Y ello, inevitablemente, me lleva a pensar en el segundo aspecto de su confesión: el momento. Creo que el “pecado” (término inexacto, pero que a tenor de la lectura de Pelando la cebolla se torna el apropiado, pues Grass trata de hacer ver al lector que juega con el arrepentimiento, aunque lo traslada a un estado de fatalidad juvenil, de engaño colectivo, precisamente la justificación que siempre esgrimió la sociedad alemana), el pecado, digo, de Grass, lo que para algunos tiene una dimensión inmoral, es la oportunidad de su confesión, haciéndola coincidir con la salida de su libro. Increíblemente se convierte en parte de su promoción, aviniéndose a integrarla como un elemento de marketing más para que sus ventas alcancen grandes cifras por la prometida revelación de un escándalo. Escándalo, por otra parte, muy descafeinado, ya que llega tarde y llega cuando ya no importa… salvo para vender libros. Y lo ha conseguido.
El oportunismo es lo que puede pasar por intolerable, e incluso censurable. Esto es lo que ahora es inmoral, digan lo que digan sus defensores, ya que inmoral fue siempre, en aquella época nada lejana, ser nazi, filonazi o de las Waffen-SS, por mucho que las circunstancias históricas y juveniles fuesen una venda en los ojos. La broma macabra del destino es esa doble ss de su apellido, algo así como una condena a perpetuidad.

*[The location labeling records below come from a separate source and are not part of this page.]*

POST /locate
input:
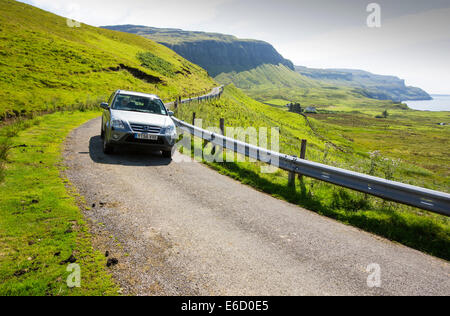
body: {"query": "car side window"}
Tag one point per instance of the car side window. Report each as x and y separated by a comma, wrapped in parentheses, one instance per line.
(111, 99)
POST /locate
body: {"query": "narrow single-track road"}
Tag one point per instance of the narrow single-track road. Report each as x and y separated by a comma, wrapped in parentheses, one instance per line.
(183, 229)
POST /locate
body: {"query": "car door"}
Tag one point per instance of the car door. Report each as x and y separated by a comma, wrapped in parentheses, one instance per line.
(106, 116)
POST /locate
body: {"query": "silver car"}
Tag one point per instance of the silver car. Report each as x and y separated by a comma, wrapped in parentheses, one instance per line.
(132, 118)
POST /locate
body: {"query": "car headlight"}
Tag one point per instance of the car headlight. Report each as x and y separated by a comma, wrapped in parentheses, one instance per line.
(118, 124)
(169, 130)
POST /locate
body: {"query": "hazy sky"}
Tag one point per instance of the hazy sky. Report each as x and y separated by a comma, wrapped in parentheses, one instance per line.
(413, 41)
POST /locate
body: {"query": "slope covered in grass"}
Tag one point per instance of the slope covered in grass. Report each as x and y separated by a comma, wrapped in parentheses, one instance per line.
(40, 224)
(268, 82)
(45, 64)
(214, 52)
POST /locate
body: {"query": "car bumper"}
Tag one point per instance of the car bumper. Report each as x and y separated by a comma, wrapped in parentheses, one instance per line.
(122, 138)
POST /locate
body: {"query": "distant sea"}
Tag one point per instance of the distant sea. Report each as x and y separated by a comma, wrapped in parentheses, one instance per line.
(440, 102)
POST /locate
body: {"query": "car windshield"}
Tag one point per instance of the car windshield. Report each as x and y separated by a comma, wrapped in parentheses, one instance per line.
(139, 104)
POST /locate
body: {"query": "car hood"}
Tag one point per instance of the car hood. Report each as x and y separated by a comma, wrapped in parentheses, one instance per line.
(142, 118)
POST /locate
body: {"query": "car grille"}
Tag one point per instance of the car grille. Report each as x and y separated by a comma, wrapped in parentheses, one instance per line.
(142, 128)
(131, 139)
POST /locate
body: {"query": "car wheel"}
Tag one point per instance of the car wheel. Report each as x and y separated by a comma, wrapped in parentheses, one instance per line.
(167, 153)
(107, 148)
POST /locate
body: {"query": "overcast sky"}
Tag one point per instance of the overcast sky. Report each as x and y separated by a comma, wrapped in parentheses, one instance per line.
(413, 41)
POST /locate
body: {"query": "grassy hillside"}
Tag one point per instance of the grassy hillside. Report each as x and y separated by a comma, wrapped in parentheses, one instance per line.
(214, 52)
(45, 64)
(41, 225)
(268, 82)
(389, 149)
(374, 86)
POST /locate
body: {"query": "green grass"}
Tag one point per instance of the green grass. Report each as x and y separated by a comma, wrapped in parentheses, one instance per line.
(277, 82)
(40, 223)
(410, 226)
(46, 65)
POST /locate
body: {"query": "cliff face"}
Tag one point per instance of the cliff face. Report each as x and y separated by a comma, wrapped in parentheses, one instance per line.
(371, 85)
(217, 53)
(218, 56)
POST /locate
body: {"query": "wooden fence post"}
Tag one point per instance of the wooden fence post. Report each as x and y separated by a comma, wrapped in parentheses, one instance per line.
(302, 155)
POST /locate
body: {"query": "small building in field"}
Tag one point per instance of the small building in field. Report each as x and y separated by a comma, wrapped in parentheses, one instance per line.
(295, 107)
(310, 109)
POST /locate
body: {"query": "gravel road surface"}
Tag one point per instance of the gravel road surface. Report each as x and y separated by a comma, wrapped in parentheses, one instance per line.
(183, 229)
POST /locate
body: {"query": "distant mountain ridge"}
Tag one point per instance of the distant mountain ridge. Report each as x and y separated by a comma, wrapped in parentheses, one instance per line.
(373, 86)
(217, 53)
(252, 64)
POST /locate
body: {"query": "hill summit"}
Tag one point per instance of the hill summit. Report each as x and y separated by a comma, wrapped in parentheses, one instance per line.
(217, 53)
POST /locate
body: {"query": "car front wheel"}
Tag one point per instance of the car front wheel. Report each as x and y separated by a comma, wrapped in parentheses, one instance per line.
(107, 148)
(167, 153)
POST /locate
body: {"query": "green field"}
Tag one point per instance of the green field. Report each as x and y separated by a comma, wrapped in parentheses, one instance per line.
(41, 224)
(420, 163)
(269, 82)
(46, 65)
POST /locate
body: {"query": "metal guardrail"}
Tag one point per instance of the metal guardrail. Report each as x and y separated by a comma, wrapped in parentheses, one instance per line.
(434, 201)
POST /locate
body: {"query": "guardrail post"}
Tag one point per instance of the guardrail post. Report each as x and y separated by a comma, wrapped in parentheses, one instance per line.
(302, 155)
(222, 126)
(291, 179)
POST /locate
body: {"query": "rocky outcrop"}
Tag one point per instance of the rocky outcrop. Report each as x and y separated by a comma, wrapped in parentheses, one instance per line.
(217, 53)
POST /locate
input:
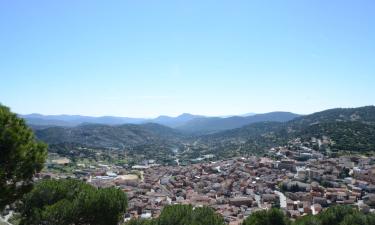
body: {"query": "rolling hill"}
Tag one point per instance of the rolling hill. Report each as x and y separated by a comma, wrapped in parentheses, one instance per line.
(216, 124)
(351, 129)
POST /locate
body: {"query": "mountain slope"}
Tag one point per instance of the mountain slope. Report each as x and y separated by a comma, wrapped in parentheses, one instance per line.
(345, 129)
(216, 124)
(98, 135)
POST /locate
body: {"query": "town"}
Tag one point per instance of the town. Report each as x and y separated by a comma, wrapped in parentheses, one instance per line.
(294, 178)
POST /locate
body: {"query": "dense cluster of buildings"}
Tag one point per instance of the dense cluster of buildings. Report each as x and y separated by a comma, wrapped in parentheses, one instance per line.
(300, 182)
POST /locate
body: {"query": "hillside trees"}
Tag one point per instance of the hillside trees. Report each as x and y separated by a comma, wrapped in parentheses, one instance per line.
(65, 202)
(21, 156)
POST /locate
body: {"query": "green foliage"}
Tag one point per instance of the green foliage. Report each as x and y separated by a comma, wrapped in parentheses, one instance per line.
(338, 215)
(267, 217)
(183, 215)
(65, 202)
(21, 156)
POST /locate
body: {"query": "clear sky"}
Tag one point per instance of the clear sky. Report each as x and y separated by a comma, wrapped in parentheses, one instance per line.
(146, 58)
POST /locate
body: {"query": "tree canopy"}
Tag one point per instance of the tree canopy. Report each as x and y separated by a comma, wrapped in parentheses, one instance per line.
(183, 215)
(21, 156)
(69, 201)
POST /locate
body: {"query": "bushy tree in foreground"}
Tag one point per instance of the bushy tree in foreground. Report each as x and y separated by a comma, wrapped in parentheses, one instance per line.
(66, 202)
(267, 217)
(21, 156)
(183, 215)
(338, 215)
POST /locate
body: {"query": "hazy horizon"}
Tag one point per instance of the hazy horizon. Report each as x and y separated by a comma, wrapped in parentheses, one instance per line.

La gran duda vital es ésta: ¿gobierna uno lo que le sucede? Tal vez sí. O tal vez no, pues ¿hasta qué punto puede uno planear su vida, gobernarla o controlarla? La pregunta, en consecuencia, sigue siendo: ¿están en mis manos las esperanzas, los amores, las desesperaciones, las actitudes frente a los conflictos y frente a la felicidad propia y ajena, todo eso que conforma el suceder de la vida? ¿No son acaso descubrimientos, encuentros, hechos que acaecen y me involucran sin que exista en mí una voluntad determinante que permita toda previsión? La memoria, como bien apunta Goytisolo, es la mayor deformadora de la realidad, jamás es lineal y reproduce tan fantasmagóricamente como reconstruye con imaginación, alterando, al manifestarse de algún modo, los valores y puntos de vista. La memoria es la gran creadora. Parafraseando a Wittgenstein, el recuerdo y la realidad necesitan un espacio. La literatura es la proveedora de espacios por excelencia. Es más, la literatura es el espacio en que se funden recuerdo y realidad para dar origen a otra cosa que participa de ambas y que se acerca al mito. “Escribir es una recompensa admirable y dulce; pero ¿de qué?”, se pregunta Franz Kafka. Puede que Grass tenga una respuesta que salga en otro volumen, alguna vez. Él también ha querido existir y desaparecer. Con el tiempo, todos acabamos arrastrando monstruos.